— Вот я лежу и думаю: раньше там, дома, я как-то не представляла себе, что такое Родина, свобода, счастье. А здесь, в фашистской Германии, я так хорошо… так хорошо поняла это… А как жить было отрадно, приятно! Теперь вспоминаю и не верю, что мы жили так, будто в сказке. Вот! Если бы я узнала, что не увижу больше Родины, своих родных, школы, я бы сначала расправилась с Эльзой Карловной, а потом пусть делают со мной, что хотят. — Аня немного помолчала и добавила: — Хотите, я вам всё, всё про себя расскажу?

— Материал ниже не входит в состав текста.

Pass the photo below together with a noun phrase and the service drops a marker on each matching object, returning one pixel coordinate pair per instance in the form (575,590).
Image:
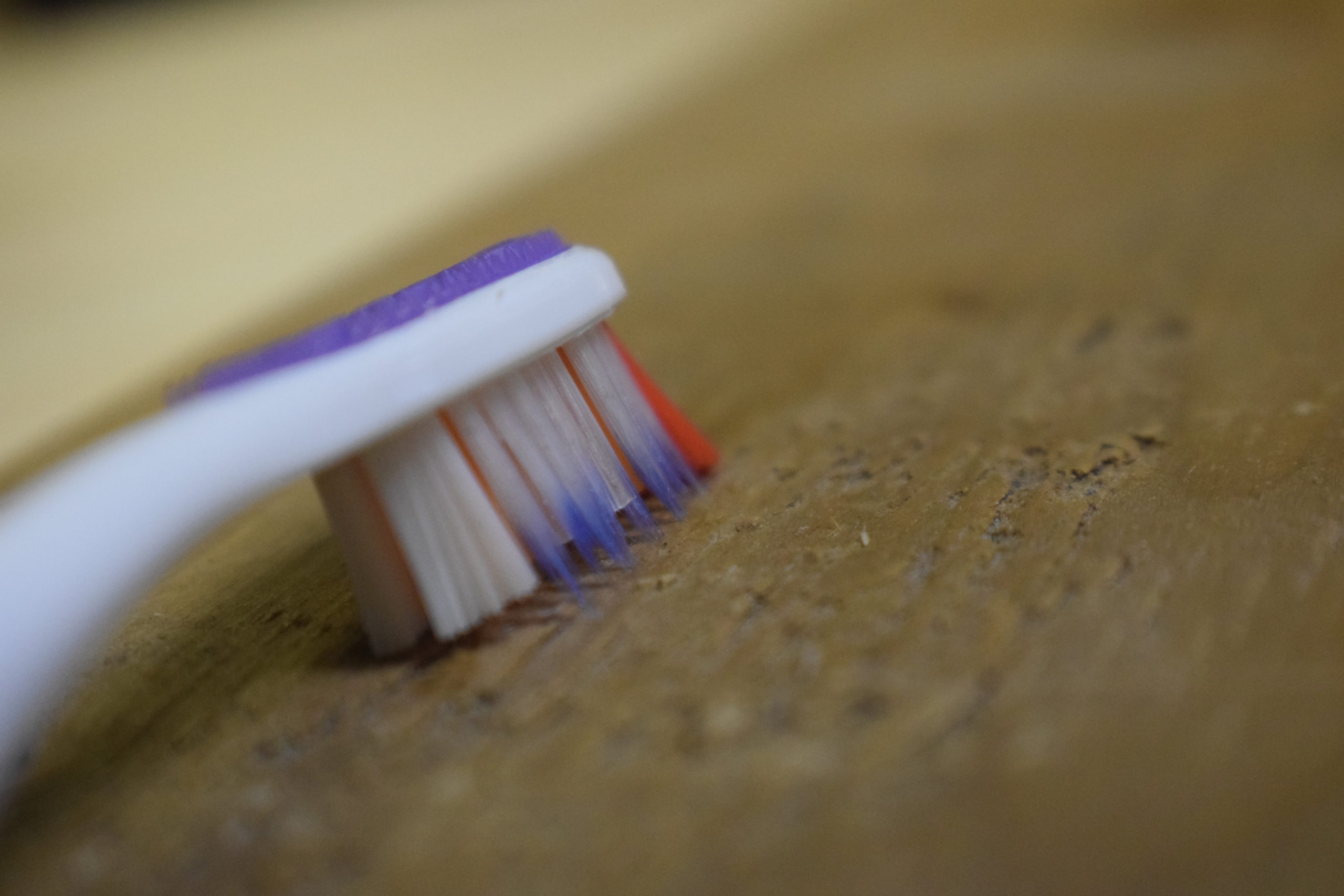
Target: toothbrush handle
(80,543)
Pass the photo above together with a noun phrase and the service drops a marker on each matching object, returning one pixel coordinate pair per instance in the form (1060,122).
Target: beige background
(175,175)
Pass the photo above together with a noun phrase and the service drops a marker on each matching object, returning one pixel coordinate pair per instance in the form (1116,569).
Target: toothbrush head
(382,315)
(541,464)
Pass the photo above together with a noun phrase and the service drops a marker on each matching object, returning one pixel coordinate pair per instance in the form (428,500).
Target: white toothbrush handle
(82,541)
(78,544)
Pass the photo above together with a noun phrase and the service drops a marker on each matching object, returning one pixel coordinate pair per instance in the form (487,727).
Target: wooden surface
(1019,325)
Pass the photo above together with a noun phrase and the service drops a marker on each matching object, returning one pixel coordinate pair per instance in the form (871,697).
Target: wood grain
(1019,327)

Нет, наверно, это неинтересно…

Приближался рассвет, и девочкам хотелось поспать хоть немного перед долгим рабочим днём, но настроение Ани было таким необычным, что ни Шура, ни Люся не могли и не хотели противиться её желанию.

— Что ты, рассказывай, рассказывай! — сейчас же откликнулась Люся.

Присев на краешек Аниной постели, она подобрала под себя ноги, сжалась в комочек, обняла колени руками и приготовилась слушать.

— Не знаю я, как начать. У меня бабушка была совсем старая — до девяноста лет дожила, даже крепостное право помнила. Любила я её сказки слушать. Уж все их знала, а всё равно, бывало, к бабушке пристаю: «Новенькую расскажи». Она только руками разводит: «Где я тебе их возьму?» Потом видит, я вот-вот разревусь — я ещё малюсенькая была, — посадит меня на колени, глаза сощурит и начнёт: «Жила-была девочка курносенькая, совсем простая девочка Анечка, как былинка на солнышке росла, горя не знала, в счастливую пору родилась…» Тут я вырываюсь от бабушки, прыгаю — знаю уже, что про меня сказка… Ну, вот, сбилась совсем и попусту вам спать не даю, — вздохнула Аня.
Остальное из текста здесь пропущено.